È mattina presto, il re di Hollywood viene svegliato da una telefonata. Arriva da New York, come tutte le altre. Il motivo è semplice: New York è tre ore avanti rispetto a Los Angeles, e quindi è lì che si fanno i conti. E i conti, ovvero la registrazione quotidiana di ogni dollaro speso e di ogni incasso al box office, sono la cosa più importante. Almeno secondo Lew Wasserman, il temibile e onnipotente capo della Universal Pictures. Siamo nell’ottobre del 1979 e il problema è The Blues Brothers, un progetto che ormai sfugge a ogni logica. Che cos’è? Per qualcuno è un musical, per altri una commedia, o un film da maschi. Ma c’è anche chi pensa che sia un’assurdità. Una sola cosa è certa: la produzione è in ritardo, il film sta bruciando rapidamente un budget fin dall’inizio troppo alto.
«Maledizione!», urla Wasserman al suo secondo, Ned Tanen, presidente della Universal, che subito se la prende con quello che sta sotto di lui, ovvero Sean Daniel, vice presidente e responsabile delle produzioni: «Qua mi fanno fuori!». Gli ordina di fare qualsiasi cosa per fermare l’emorragia di dollari. Daniel alza il telefono e chiama il regista, John Landis, che a sua volta si rivolge a uno dei due protagonisti, Dan Aykroyd. Lui è uno con cui si riesce a ragionare. Soprattutto è l’unico modo per arrivare all’altro, John Belushi.

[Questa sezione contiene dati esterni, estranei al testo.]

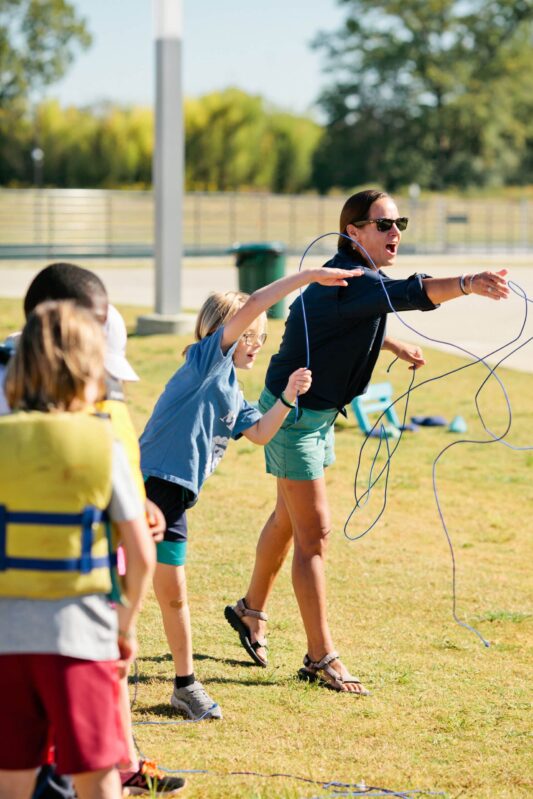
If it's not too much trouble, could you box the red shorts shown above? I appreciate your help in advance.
[0,654,128,774]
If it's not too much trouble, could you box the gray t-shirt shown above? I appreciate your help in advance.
[0,441,143,660]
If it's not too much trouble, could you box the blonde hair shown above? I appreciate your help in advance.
[5,301,105,411]
[183,291,266,355]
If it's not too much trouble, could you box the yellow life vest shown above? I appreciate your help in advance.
[0,411,116,599]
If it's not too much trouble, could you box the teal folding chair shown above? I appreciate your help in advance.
[351,383,401,436]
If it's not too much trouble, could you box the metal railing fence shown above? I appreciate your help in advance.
[0,189,533,259]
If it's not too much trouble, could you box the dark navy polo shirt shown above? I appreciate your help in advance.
[266,251,437,410]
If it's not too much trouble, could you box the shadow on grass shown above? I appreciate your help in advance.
[202,677,281,688]
[137,652,257,668]
[193,652,258,669]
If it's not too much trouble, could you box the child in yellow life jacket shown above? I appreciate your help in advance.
[0,302,158,799]
[4,263,175,795]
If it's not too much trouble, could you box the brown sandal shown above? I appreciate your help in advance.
[298,652,370,696]
[224,598,268,669]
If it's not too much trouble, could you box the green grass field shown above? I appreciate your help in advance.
[0,300,533,799]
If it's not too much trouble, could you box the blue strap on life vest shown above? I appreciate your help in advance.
[0,505,117,574]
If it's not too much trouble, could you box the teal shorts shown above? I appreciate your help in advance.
[155,541,187,566]
[259,388,338,480]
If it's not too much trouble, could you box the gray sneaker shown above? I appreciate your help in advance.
[170,680,222,721]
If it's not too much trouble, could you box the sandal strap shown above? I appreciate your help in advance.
[235,597,268,621]
[304,652,361,685]
[304,652,339,671]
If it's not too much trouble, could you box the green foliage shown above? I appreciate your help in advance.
[0,0,91,108]
[185,88,320,193]
[0,0,91,185]
[314,0,533,191]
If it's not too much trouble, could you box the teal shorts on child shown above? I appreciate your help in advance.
[259,388,338,480]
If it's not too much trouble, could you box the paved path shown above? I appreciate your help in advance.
[0,256,533,372]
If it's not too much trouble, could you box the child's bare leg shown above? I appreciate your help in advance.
[0,768,37,799]
[72,768,122,799]
[118,675,139,771]
[154,563,193,677]
[243,486,292,658]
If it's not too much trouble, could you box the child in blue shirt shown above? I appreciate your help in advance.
[141,268,362,719]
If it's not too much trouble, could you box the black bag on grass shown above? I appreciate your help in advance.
[32,766,76,799]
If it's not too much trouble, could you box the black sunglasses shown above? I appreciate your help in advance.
[352,216,409,233]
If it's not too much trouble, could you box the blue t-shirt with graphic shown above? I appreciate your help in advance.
[140,328,261,496]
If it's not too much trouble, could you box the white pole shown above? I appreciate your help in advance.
[137,0,191,333]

Tutto gira intorno a Belushi, il più elettrico e famoso attore comico del suo tempo. Non è corretto addossare a lui la colpa di tutti i problemi del film, dalla sceneggiatura scritta e completata all’ultimo alle complicate scene d’azione. Ma sarebbe ancora più scorretto dire che non è responsabile. Belushi è un disastro, e lo è diventato soprattutto per colpa della sua incontrollabile (e alla fine letale) dipendenza dalla cocaina. Quando la coca vince su Belushi il film si ferma, e quando un film si ferma, i soldi volano via dalla finestra, e quando i soldi vengono bruciati in questo modo Lew Wasserman si arrabbia.
Tutto è cominciato in un bar, come succede di solito in queste storie. Siamo nel novembre del 1973. Il bar in questione si chiama 505 Club, è a Toronto, in Canada, ed è di proprietà di Dan Aykroyd, un tipo bizzarro sui vent’anni, con i piedi piatti e gli occhi diversi l’uno dall’altro (uno è verde, l’altro marrone), un passato dietro le sbarre da piccolo delinquente e un’infanzia passata in seminario.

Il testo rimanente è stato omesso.